The causes of central hypogonadism are as follow
- Infections: Infections, especially when they are left untreated and they turn severe, can lead to hypogonadism.
- Genetic disorder: This is a congenital disorder in which the patient is born with an error in the genetic makeup, and which consequently leads to central hypogonadism. An example of this disorder is Kallmann syndrome
- Endocrine disorder: Pituitary disorders can lead to hypogonadism.
- Inflammatory diseases: There are some inflammatory diseases that can lead to hypogonadism. However, most of these diseases have to be severe to cause this condition.
- Weight loss: Losing a lot of weight within a short time, can lead to hypogonadism.
- Medications: There are some drugs that are capable of suppressing the gonads when used for a long time. Examples of such medications are corticosteroids and opiates.
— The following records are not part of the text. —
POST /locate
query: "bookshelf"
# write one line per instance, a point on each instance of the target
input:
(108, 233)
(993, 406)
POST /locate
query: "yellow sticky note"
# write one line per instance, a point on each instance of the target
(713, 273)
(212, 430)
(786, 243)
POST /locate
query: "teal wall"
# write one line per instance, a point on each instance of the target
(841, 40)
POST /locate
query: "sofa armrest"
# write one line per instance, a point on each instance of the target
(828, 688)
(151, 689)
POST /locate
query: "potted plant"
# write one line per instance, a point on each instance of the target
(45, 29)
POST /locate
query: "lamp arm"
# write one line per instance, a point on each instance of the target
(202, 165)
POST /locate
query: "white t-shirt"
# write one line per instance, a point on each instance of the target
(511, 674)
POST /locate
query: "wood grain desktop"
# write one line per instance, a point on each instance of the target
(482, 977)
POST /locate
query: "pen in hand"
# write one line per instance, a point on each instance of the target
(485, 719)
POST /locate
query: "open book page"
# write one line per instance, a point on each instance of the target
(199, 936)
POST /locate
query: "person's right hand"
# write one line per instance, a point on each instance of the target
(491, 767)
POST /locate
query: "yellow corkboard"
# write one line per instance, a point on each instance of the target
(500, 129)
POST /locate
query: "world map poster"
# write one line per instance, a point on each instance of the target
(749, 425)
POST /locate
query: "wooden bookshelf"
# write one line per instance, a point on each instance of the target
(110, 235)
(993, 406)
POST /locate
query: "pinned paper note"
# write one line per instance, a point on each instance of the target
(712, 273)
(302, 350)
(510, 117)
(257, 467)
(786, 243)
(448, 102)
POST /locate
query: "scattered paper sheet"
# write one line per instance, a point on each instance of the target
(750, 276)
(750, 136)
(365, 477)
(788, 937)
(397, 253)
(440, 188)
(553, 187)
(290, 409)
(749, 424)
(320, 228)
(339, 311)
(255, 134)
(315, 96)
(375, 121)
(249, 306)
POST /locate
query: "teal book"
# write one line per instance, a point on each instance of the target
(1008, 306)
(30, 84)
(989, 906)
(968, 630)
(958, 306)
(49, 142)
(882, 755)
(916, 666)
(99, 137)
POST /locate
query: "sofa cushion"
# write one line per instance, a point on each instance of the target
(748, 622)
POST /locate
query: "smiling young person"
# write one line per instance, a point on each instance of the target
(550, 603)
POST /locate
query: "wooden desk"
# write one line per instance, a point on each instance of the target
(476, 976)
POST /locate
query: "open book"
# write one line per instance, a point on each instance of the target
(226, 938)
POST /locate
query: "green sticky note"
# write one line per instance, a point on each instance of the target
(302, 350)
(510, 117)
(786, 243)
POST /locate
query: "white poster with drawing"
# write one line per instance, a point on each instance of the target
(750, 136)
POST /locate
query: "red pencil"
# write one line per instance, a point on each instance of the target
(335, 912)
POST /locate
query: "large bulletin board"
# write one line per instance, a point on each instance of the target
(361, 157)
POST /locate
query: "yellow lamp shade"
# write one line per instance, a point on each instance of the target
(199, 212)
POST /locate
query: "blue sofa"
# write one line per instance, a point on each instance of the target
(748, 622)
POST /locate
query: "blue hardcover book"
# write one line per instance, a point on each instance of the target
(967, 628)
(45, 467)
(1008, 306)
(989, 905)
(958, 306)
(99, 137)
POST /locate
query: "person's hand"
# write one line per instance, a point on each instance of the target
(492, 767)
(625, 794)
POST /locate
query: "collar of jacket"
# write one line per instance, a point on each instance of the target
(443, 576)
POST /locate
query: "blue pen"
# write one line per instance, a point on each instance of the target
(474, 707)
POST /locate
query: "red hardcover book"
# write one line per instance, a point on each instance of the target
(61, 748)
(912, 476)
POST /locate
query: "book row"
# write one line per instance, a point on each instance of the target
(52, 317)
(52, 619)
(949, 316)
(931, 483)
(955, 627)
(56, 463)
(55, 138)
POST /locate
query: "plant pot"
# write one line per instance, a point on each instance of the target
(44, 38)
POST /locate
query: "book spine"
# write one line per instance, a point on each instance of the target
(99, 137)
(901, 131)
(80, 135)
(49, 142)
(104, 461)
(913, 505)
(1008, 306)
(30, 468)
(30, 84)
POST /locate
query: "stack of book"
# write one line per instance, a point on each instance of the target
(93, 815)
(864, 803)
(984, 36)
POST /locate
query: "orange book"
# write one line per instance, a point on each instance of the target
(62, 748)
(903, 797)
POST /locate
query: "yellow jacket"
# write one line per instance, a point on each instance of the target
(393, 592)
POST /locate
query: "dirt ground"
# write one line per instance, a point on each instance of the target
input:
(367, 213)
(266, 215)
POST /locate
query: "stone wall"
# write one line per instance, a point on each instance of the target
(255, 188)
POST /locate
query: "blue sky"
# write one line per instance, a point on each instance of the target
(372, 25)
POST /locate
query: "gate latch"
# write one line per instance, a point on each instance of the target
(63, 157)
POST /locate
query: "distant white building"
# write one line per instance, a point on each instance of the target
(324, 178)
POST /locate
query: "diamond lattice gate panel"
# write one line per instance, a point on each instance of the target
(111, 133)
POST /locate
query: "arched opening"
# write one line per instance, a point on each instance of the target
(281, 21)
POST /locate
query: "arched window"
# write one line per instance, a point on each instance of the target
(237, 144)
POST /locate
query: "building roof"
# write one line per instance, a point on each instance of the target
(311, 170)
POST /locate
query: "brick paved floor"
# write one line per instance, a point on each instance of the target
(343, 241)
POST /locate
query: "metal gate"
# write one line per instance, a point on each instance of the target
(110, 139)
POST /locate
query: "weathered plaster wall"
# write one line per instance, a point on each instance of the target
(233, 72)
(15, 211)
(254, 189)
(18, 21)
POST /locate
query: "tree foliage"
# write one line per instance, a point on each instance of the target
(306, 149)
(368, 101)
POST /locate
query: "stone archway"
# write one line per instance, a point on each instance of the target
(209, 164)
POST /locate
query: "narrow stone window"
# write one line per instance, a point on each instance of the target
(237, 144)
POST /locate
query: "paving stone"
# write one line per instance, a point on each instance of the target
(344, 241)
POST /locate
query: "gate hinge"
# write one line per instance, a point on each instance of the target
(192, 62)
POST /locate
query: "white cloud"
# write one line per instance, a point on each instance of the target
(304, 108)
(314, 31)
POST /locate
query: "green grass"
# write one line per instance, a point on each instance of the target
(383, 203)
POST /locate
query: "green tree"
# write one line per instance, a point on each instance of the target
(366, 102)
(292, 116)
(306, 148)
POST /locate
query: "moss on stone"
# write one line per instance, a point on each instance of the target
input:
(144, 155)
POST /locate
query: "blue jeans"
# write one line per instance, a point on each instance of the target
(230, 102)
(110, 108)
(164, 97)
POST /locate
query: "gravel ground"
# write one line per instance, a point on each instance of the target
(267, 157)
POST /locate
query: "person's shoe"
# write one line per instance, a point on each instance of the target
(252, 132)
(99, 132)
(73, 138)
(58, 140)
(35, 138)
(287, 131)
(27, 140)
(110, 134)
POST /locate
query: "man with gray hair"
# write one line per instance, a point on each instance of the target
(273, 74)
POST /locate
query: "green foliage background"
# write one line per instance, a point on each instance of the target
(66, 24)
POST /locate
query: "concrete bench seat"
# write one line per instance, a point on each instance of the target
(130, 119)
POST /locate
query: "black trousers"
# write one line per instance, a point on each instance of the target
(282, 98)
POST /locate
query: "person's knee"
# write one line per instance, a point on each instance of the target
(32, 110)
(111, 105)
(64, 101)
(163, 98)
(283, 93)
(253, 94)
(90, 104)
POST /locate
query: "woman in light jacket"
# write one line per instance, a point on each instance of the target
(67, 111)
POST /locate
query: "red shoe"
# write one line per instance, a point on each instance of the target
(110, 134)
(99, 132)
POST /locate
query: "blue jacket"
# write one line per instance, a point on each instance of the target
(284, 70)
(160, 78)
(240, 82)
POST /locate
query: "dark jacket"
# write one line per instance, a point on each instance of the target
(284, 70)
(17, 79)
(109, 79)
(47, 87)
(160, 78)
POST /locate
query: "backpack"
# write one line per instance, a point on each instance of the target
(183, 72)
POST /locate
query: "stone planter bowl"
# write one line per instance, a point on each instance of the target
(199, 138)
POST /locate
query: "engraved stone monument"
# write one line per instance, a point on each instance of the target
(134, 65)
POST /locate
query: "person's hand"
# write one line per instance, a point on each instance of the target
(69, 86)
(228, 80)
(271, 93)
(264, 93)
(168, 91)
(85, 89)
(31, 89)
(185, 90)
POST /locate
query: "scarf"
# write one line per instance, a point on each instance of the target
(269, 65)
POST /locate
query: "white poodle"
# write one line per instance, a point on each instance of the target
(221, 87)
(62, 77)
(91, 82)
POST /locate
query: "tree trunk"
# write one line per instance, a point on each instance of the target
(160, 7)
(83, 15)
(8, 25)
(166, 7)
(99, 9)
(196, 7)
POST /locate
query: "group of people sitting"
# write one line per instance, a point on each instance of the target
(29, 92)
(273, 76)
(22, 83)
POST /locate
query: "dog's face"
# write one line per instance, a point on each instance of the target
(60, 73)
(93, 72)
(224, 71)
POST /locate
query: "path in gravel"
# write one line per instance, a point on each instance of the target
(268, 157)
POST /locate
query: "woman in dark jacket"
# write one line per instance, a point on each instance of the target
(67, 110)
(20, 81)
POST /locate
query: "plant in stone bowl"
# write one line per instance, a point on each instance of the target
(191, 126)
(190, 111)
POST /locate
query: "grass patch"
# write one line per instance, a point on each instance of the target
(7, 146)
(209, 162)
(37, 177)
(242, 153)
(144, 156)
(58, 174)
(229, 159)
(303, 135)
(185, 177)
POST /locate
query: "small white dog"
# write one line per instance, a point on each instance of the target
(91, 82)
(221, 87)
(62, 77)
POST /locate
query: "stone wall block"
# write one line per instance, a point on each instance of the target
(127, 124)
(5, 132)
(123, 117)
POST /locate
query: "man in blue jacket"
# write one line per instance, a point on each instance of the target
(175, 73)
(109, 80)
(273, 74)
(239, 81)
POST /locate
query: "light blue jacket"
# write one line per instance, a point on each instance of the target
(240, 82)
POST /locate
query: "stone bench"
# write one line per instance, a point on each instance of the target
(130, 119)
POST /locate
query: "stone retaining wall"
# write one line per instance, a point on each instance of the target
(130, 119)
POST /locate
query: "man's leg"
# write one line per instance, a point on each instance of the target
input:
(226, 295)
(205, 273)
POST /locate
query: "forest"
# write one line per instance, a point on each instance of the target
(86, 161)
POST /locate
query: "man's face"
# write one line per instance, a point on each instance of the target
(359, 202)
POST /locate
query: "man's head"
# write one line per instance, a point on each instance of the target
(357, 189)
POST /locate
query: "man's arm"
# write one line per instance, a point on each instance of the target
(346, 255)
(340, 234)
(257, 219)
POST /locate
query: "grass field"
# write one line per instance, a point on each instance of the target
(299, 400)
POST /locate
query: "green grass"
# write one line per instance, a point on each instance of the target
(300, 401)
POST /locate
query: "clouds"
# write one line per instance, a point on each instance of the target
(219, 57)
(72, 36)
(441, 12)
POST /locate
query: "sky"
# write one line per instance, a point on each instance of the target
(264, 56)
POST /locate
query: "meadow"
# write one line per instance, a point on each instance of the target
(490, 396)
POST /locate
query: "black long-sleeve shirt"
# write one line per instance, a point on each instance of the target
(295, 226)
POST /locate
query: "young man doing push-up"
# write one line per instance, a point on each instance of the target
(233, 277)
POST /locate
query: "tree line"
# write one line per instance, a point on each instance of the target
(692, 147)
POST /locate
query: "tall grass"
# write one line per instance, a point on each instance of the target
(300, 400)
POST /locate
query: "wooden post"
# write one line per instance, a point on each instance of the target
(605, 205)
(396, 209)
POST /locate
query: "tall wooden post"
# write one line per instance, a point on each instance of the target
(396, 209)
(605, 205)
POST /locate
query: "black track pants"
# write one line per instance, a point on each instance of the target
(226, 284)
- Radiation exposure: Exposing the body to a large dose of radiation, such as X-ray can reduce the function of the gonads. This might happen when patients frequently go for X-ray examinations. Excessive dose of radiations can lead to secondary hypogonadism.
What Are The Signs And Symptoms Of Hypogonadism?
Hypogonadism symptoms can be divided into, based on gender
Symptoms that affect males
- Infertility: This happens when the gonads are not producing any sex hormone.
- Loss of body hair: Low amount of DHEA, which is responsible for the development of hair, will lead to loss of body hair.
- Slow secondary sex development: The low amount of released sex hormones leads to the slow rate of sex organs, such as the penis and the testes.
How Is Hypogonadism Currently Treated?
The treatment of hypogonadism is increasing the number of sex hormones in the body. This can be done by administering estrogen and testosterone therapy to the patients.
Stem Cell Therapy Of Hypogonadism
Researchers have utilized stem cell therapy to normalize the sex hormone levels in the blood. This was done by transforming the stem cells to form Leydig cells in males, which subsequently produced testosterone. Researchers are looking forward to replicating this kind of feat in females too and getting an FDA approval in the nearest future.